意識が戻った時、見上げていたのは天幕の天井だった。

後で聞いた話では、今回のスタンピードで相当数の死傷者が出て、カズのようにかすり傷程度で、体力売り切れのけが人は傷病施設には入り切れずに、大型のテントを張ってその中に転がされていたらしい。

「目が覚めた? 王都に行くよ!」

アズミの第一声がこれである。

「俺、まだ病人の気分なんだけど。」

カズがごねると、

「気のせい、気のせい。 根性で頑張る!」

ってそんなわけないだろ!

「はい、これ! C級のカード。」

とか言われて、新しく発行された冒険者カードをアズミから受け取ろうとしたが、妙に体がフワついて取り落としてしまう。

やっぱり今日は無理だ。

と、言うか、俺はこんなところに寝転んでいるけど、何がどうなってこうなったんだ?

まあ、俺がこんなところで寝ているからにはサイクロプスは討伐されたんだろうけど。

その辺の事をアズミに聞くと、

「ダゲールが唐辛子玉投げてえ、あたしが弓でピュンピュンでえ、応援に来た人たちが大剣でバコバコで終わり。」

話は簡潔にして分かりやすいのが是である。

だが、アズミの話は、多分簡潔ではあるが、全然わからん。

これは是ではない、多分。

色々聞いていったら、俺とゲルトが吹っ飛ばされた時にアズミたちが到着したらしい。声が聞こえたような気がしたのは、空耳ではなかったらしい。

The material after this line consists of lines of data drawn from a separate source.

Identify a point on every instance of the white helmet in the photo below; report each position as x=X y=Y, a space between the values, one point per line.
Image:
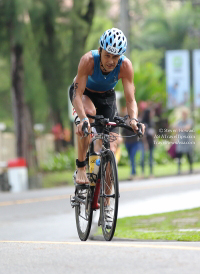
x=113 y=41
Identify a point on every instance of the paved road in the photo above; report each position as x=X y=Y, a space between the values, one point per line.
x=43 y=222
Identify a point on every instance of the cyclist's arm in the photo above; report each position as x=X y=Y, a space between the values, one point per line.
x=126 y=73
x=84 y=69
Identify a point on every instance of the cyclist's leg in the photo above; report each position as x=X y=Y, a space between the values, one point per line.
x=83 y=143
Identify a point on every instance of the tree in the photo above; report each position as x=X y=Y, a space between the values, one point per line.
x=13 y=30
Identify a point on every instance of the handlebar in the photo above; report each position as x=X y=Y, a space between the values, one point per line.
x=100 y=121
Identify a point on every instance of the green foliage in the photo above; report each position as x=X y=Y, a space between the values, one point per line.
x=149 y=78
x=5 y=102
x=165 y=226
x=98 y=28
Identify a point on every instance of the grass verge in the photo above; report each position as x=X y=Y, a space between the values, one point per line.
x=159 y=170
x=53 y=179
x=177 y=225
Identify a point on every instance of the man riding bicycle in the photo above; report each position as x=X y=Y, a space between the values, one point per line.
x=92 y=91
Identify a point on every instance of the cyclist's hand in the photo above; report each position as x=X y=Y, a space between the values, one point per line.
x=143 y=128
x=79 y=130
x=133 y=124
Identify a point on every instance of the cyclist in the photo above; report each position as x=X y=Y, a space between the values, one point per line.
x=92 y=91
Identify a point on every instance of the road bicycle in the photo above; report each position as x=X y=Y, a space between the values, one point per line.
x=102 y=192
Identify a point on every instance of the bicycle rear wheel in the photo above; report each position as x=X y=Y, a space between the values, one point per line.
x=109 y=195
x=83 y=212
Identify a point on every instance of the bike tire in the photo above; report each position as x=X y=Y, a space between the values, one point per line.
x=83 y=225
x=109 y=183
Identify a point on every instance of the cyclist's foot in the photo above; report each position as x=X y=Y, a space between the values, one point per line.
x=81 y=177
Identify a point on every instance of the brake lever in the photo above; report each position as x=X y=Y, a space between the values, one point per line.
x=139 y=131
x=85 y=129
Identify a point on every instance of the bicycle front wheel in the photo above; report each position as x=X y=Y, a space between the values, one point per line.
x=83 y=213
x=109 y=195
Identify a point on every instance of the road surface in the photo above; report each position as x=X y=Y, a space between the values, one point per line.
x=38 y=232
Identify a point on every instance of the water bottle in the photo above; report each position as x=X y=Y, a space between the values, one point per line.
x=96 y=166
x=93 y=167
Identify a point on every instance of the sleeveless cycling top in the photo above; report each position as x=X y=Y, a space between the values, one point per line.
x=100 y=82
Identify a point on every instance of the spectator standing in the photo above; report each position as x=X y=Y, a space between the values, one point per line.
x=185 y=139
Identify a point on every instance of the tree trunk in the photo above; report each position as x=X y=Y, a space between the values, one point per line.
x=17 y=91
x=25 y=141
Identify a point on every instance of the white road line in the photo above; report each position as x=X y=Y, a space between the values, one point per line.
x=176 y=247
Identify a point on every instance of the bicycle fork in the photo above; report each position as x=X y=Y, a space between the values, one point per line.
x=95 y=204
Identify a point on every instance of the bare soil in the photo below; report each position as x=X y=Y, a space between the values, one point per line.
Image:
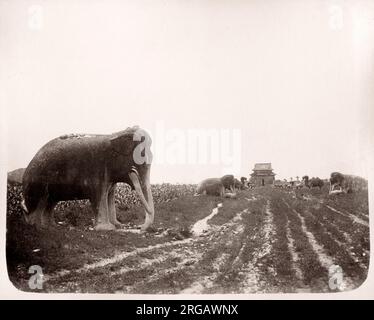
x=266 y=240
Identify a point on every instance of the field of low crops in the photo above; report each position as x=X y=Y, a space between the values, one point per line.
x=266 y=240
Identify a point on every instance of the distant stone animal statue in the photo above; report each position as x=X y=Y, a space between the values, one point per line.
x=228 y=182
x=83 y=166
x=346 y=183
x=211 y=186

アズミはダゲールを巻き込んで、アズミの残していた唐辛子玉をダゲールに投げてもらう。

矢を避けられる恐れが有ったので先に目潰しを狙ったと言う。しかし、目潰しには成功したものの、手で目を覆われてしまった。

「グギャー!!」

唐辛子粉を浴びて、目の激痛にサイクロプスは絶叫する。

その咆哮する口の中にアズミの矢が吸い込まれていく。

一瞬、新たな激痛に状況を把握できないサイクロプスは固まるが、開きっぱなしの口の中に矢は続けざまに射こまれて、

「グオオ、ゴゴゴガー!」

喉に、舌に、3本、5本、突き刺さった矢でサイクロプスはまともに悲鳴も上げられない。

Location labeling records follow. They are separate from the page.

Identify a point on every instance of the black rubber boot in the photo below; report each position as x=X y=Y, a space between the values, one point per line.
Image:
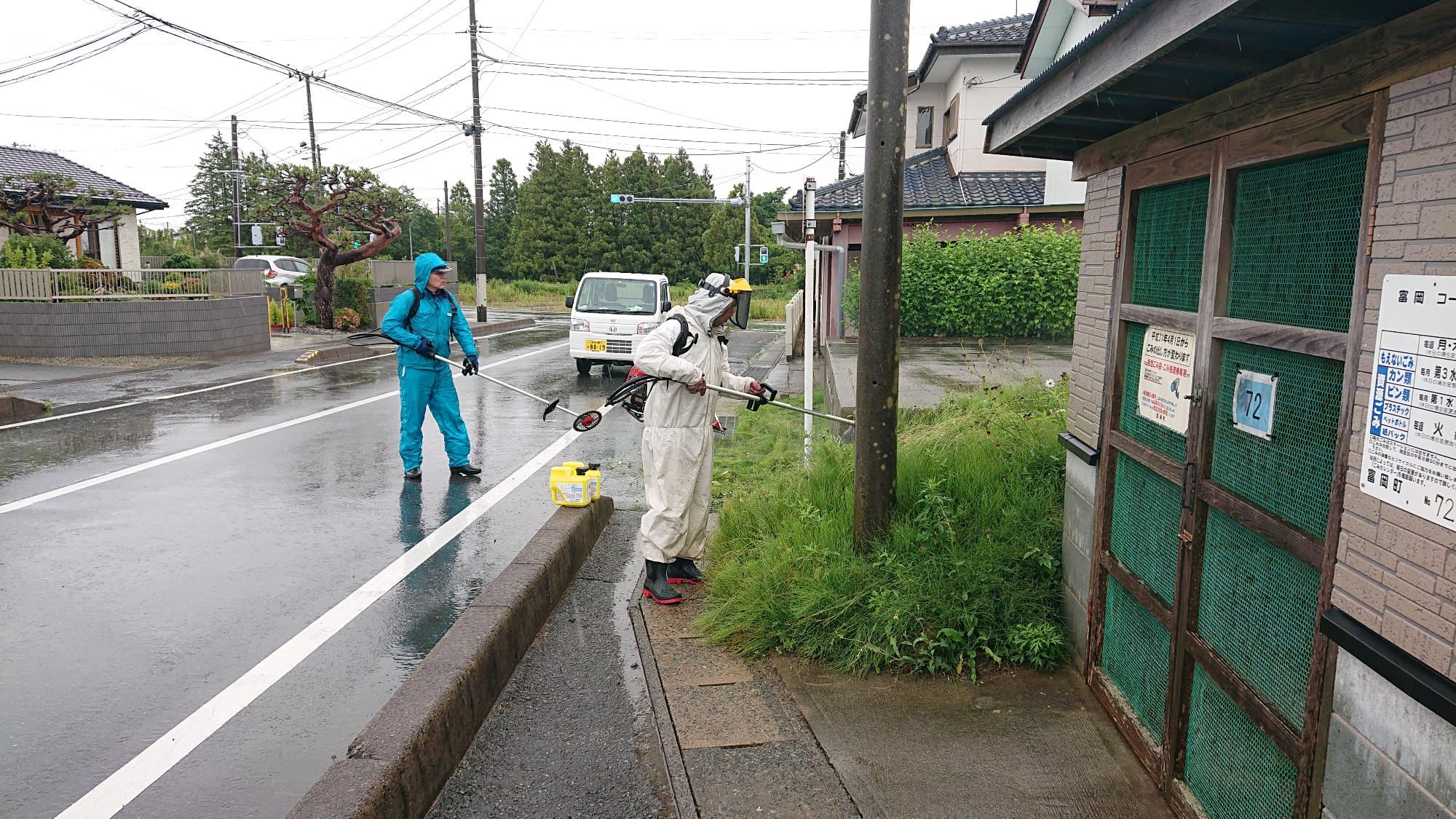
x=657 y=586
x=684 y=570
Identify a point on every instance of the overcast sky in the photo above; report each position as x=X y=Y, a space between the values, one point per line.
x=145 y=110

たまらず手を口元に下げた瞬間、今度は最大の弱点である大目玉に矢が刺さる。

3本、うち2本は脳まで届いていたにもかかわらず、サイクロプスは絶命はしなかったと言う。

ただ、もはやまともに動くこともできず、第1、第2ゲートから駆け付けた来たA級、B級の冒険者達の斧のような大剣でタコ殴りにされ、無理やりっ引きずり倒されて首を切られてやっと絶命したと言う。

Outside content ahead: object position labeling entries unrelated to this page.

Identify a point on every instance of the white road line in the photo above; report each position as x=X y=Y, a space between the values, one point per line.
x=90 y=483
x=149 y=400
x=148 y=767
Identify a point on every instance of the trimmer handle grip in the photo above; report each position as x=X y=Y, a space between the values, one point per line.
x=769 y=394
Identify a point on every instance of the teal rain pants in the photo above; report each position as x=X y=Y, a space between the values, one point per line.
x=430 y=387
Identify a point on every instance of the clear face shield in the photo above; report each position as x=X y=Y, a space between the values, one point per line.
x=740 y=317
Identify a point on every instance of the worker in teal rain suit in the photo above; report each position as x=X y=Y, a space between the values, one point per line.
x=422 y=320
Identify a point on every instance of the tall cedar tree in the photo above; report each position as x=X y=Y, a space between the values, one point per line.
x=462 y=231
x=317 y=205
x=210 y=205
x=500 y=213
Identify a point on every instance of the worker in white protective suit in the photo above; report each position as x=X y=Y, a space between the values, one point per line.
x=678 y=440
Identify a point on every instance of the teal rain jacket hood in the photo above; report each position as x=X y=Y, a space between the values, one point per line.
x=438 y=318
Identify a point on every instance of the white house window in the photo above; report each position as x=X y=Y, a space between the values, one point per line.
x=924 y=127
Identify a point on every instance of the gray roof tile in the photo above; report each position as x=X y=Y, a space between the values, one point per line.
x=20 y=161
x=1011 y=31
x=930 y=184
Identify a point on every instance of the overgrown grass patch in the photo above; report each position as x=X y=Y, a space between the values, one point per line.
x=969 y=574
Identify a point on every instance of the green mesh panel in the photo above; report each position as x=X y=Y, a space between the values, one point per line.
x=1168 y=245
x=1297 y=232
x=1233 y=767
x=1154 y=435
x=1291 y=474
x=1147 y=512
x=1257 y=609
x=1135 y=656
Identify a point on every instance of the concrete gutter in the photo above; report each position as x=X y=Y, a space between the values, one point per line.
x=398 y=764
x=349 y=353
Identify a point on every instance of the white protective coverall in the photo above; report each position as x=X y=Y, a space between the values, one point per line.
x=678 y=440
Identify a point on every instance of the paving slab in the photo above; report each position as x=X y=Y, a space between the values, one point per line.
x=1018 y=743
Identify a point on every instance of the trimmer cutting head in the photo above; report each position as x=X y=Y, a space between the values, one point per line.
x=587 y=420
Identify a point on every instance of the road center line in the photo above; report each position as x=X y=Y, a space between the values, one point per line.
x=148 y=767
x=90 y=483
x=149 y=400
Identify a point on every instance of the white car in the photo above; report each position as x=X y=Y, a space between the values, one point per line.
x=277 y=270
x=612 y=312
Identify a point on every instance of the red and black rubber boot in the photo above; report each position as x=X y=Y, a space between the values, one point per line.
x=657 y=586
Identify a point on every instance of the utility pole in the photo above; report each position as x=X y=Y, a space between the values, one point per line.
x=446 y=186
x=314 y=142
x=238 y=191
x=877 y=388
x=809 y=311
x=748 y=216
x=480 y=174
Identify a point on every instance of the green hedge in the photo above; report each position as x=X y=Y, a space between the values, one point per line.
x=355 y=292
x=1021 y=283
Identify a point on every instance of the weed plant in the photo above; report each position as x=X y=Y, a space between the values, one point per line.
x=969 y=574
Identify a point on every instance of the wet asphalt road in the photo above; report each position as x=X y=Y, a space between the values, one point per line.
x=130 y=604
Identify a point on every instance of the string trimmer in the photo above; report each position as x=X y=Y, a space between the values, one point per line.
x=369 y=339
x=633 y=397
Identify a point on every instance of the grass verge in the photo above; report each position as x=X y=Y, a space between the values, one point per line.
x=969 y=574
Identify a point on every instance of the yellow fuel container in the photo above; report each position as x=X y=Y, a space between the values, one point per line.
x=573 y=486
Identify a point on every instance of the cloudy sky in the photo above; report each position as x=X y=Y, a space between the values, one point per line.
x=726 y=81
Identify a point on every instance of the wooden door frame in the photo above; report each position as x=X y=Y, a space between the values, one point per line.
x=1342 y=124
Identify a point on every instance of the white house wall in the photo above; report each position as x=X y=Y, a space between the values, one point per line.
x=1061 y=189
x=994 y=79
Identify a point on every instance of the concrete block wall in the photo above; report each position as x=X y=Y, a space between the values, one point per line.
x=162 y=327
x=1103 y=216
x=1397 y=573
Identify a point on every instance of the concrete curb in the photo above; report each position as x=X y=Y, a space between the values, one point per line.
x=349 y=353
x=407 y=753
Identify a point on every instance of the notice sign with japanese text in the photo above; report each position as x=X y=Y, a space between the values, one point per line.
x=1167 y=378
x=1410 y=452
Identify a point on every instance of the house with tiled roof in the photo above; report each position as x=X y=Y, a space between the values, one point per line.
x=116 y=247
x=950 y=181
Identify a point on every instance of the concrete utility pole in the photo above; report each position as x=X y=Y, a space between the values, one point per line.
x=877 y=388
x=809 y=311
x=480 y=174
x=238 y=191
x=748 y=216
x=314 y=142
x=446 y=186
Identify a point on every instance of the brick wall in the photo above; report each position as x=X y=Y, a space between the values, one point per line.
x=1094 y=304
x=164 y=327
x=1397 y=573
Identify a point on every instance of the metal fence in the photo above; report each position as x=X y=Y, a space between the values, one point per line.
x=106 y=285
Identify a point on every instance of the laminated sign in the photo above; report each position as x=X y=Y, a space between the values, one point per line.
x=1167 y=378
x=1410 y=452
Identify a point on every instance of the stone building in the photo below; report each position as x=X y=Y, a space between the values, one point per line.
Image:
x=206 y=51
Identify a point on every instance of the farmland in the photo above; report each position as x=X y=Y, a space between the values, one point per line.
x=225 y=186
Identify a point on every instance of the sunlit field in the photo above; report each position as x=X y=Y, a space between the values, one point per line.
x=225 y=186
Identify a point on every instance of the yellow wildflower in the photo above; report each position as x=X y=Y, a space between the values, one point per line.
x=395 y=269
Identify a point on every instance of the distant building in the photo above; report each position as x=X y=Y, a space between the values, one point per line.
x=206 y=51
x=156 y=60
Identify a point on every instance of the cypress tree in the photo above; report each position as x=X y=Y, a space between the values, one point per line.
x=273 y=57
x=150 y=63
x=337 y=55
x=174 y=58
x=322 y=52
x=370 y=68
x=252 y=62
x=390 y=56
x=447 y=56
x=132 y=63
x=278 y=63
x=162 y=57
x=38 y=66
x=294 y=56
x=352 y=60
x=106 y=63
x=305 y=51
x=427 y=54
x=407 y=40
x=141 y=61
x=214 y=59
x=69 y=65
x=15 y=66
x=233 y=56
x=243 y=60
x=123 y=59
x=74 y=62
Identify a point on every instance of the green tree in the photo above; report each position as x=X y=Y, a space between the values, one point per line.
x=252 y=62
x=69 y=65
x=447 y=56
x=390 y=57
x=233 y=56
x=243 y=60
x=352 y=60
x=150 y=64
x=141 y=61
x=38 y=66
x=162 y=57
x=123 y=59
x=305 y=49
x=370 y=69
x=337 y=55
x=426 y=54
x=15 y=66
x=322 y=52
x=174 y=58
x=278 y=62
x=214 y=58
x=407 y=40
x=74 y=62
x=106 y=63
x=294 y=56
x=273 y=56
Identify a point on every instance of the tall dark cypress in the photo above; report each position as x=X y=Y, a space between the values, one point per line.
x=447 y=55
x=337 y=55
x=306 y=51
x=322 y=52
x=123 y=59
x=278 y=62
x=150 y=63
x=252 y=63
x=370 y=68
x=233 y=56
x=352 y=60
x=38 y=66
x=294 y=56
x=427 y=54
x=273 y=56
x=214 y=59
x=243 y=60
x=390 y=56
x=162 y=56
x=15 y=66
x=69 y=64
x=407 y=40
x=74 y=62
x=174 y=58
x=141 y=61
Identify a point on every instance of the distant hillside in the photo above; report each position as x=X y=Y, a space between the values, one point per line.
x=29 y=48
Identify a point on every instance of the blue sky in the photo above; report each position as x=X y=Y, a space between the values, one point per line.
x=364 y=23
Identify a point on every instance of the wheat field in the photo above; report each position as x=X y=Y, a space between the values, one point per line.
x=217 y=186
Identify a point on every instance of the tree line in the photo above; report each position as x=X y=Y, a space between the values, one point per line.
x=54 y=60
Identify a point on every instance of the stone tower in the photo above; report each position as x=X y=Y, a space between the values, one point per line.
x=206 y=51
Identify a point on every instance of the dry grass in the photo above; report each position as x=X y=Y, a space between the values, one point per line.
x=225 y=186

やたらに頑丈なのも、殺されるときにはめちゃくちゃ時間がかかって、逆に悲惨な目に合う。ちょっとだけ同情してしまったカズである。

子供に毛が生えた程度の女の子がサイクロプスをほぼほぼ追い詰める。で、まあ当然であるが、アズミはヒーローに祭り上げられる。

”良かった。” 本当は喜ぶべきである。名前を上げるのはこれからの事を考えると必要な事でもあった。

アズミは魔法学園には入らない。

今までどうり冒険者をしながら、教会や古の古代遺跡を回り、魔法について探求していく予定である。

そうなると、周りから守ってもらわなければ何もできないカワイ子ちゃんキャラでは、身動きが出来ない事に成る。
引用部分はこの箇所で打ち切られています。